# General > Genealogy >  Researching John BAIN & Isabella Bain,c.1800

## w.j.milne

I hope I succeed on this second attempt,my 'log in' was accepted but when sending my thread it ask me to 'log in' again & my thread was not retrieveable.
The information I seek is most likely to appear from a local Wick Genealogist who has some connection with the family line which stems from my Grandmother, Helen Nicolson Manson,B,9/12/1878,Wester,Wick.

John Bain, B.2/8/1799.E.Canisbay,(Keiss or Auckingill)D.4/6/1877,S.Keiss aged 83yrs. Married Isabella Bain,B.abt 1802,Canisbay,Died 25/7/1886,S.Keiss.
Isabella Bain's parents were John Bain,B24/7/1779,Canisbay and unknown female LAIRD.
The informant on John Bain's (1799) Death record was his Grandson also John Bain (details unknown).he was unable to supply information as to the parentage of his Grandfather "unknown to informant"
The informant on Isabella Bain's Death record was her son,John Bain (b.30/4/1824.Nybster).address ,Keiss. He gave her father, his Grandfather, as John Bain and female, Grandmother, as 'unknown' Bain,m.s. LAIRD.
There was a total of thirteen female Laird births in Canisbay & Wick between 1775 & 1790.All have been searched on for a marriage to a Bain with the exception of an 1826 record of a Helen Bain which I eliminate as all births were after this date with no relevance to 1802.

I now look once more to a result from a Bain connection who may be able to fill the gaps in the Death records of John & Isabella.
In the meantime I wish you all a 'Guid New Year'

----------


## Mamie_2

his parents were Magnus Bain and Charlotte Barnetson
born the above date in East Canisbay
and baptized Aug 8 1799

although I do have him married to Ellen Laird in my database I could be wrong lol

Mamie

----------


## Mamie_2

The only one I know of was born in 1801 to John Bain and Elspet/Elizabeth Dunnet in Freswick. Her brother Alexander, William and Donald were born in Aukengill.

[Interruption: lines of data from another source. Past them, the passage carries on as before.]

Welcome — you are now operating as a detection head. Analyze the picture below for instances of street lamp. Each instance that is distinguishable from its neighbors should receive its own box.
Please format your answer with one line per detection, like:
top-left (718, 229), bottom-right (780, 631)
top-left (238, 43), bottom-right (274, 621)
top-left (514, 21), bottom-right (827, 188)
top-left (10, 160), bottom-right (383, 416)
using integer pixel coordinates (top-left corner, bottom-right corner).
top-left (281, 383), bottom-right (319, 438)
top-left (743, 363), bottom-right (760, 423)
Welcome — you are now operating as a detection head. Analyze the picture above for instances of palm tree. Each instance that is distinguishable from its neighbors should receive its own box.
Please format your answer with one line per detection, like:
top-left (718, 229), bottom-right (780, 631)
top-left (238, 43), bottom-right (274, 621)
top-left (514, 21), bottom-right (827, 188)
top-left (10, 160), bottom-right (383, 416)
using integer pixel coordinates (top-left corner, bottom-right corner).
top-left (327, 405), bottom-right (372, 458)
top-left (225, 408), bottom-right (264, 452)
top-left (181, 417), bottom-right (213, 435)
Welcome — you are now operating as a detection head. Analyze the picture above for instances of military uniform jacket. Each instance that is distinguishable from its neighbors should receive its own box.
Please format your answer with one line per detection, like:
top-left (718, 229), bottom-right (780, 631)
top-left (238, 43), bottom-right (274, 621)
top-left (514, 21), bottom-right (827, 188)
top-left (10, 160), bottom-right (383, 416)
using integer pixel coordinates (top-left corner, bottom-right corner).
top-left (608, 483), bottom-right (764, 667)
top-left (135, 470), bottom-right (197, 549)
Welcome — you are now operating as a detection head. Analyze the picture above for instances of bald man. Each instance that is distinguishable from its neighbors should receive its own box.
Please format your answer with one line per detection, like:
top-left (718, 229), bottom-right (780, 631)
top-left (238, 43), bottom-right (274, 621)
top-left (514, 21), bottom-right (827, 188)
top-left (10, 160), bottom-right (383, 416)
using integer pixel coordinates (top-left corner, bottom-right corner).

I would personally think that John was the one born in 1797 in Aukengill to John Bain and Elizabeth Robertson.

Mamie

----------


## w.j.milne

Hello Mamie.It's some time since we have communicated but I thought you would be the first to come forward.
With regards to John Bain,b.1799.Yes I have the same parents for him as you have,ie Magnus Bain & Charlotte Barnettson. I was just hoping there was a family member out there with a definate answer.
The wife Isabella is a different kettle of fish.I can imagine her family just calling her mother 'Grannie Laird' with never a thought to her first name.
Until I obtained the Death record for Isabella I was accepting the Isobel ,b.1801,Freswick .The surname  Laird  on the Death record puts this out of the picture unless of course Elizabeth Dunnet died after her last child birth of 1808 over the eleven years of the marriage and John Bain remarried as he would have had to.
One  possibility for Isabella Bain out of the 23 female Laird's born between1760 -1790 is an Isobel Laird,b.15/7/1770 to a John Laird in 'Iresgoe',Thrumster.Nine years older than John but not unusual.
Grasping at straws again.Thank you in the meantime .Bill

----------